A differenza di Ajušeev Iljuchinov riconosce il valore di altre scuole nel buddismo e le considera eretiche. Iljuchinov e i suoi compagni di lotta simpatizzano con il buddismo europeo e stabiliscono con lui legami multilaterali, riconoscendo il significato della concezione del mondo occidentale per il buddismo. Iljuchinov sostiene la rinascita dell’istruzione buddista con un legame più stretto col Tibet, coi maestri tibetani e il Dalaj Lama. Nel gennaio del 1998 a Mosca si tenne il “Congresso delle comunità buddiste in Russia” che creò di nuovo la Direzione Spirituale dei Buddisti della FR (DUB) e elesse come suo presidente Nimažapa Iljuchinov. La nuova struttura divenne un’associazione delle comunità autonome e indipendenti appartenenti alle diverse scuole nel buddismo. Lo stesso Iljuchinov si proclama fautore del movimento “Rimej” che ha accettato tutti gli indirizzi del buddismo tibetano. Nel DUB sul territorio della Burjatija (ci sono anche alcune comunità DUB nella Russia europea che sono composte sostanzialmente di russi) entrano alcune comunità tradizionali della scuola Gelug. Il suo centro è la comunità Doharma a Ulan – Ude che è composta fondamentalmente di gioventù burjata intellettuale.
A Iljuchinov si sono uniti i burjati seguaci di Dandoron. Essi hanno creato la comunità di Dzogcen (Dzogcen è la pratica e l’insegnamento che lo ha fondato, rappresentate in tutte le scuole del buddismo tibetano.

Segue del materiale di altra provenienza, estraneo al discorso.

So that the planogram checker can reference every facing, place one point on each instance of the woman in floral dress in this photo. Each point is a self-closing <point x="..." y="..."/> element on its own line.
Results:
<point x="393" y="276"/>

Alla metà del 1999 la TBSR fu sconvolta da una nuova scissione. La promosse il lama Danzan Chajbzun (Fedor Sergeevic Samaev. Samaev era ancora ideologicamente più lontano dalla posizione di Ajušeev che di Iljuchinov. Da una parte, egli era un burjato occidentale che apparteneva alla tradizione della simbiosi del buddismo con lo sciamanesimo. Il conflitto dei burjati occidentali con Ajušeev era inevitabile a causa dell’inimicizia dell’ultimo verso la loro cultura religiosa. Samaev predica conseguentemente la necessità di questa simbiosi (“per il buddismo la simbiosi con la cultura spirituale tradizionale del popolo è un fenomeno organico; la lotta di Ajušeev con le manifestazioni dello sciamanesimo nel buddismo burjato è un semplice autoinstupidimento”). Nella pratica religiosa dell “Majdar” si utilizzano i riti sia buddisti sia lamaisti. Dall’altra parte, Samaev ha terminato l’Università di San Pietroburgo inoltre egli ha ricevuto l’istruzione spirituale superiore a Ulan Ude e in India) e nel 1990-1997 fu il superiore del dacan di Pietroburgo. L’ambiente buddista russo per lui è vicino e comprensibile. Samaev sostiene attivi contatti con i buddisti europei, in particolare su invito di Samaev, nella Burjatija è venuto un lama europeo dei più raffinati, il presidente dell’Unione Europea dei buddisti il lama francese Denis Tendroupe.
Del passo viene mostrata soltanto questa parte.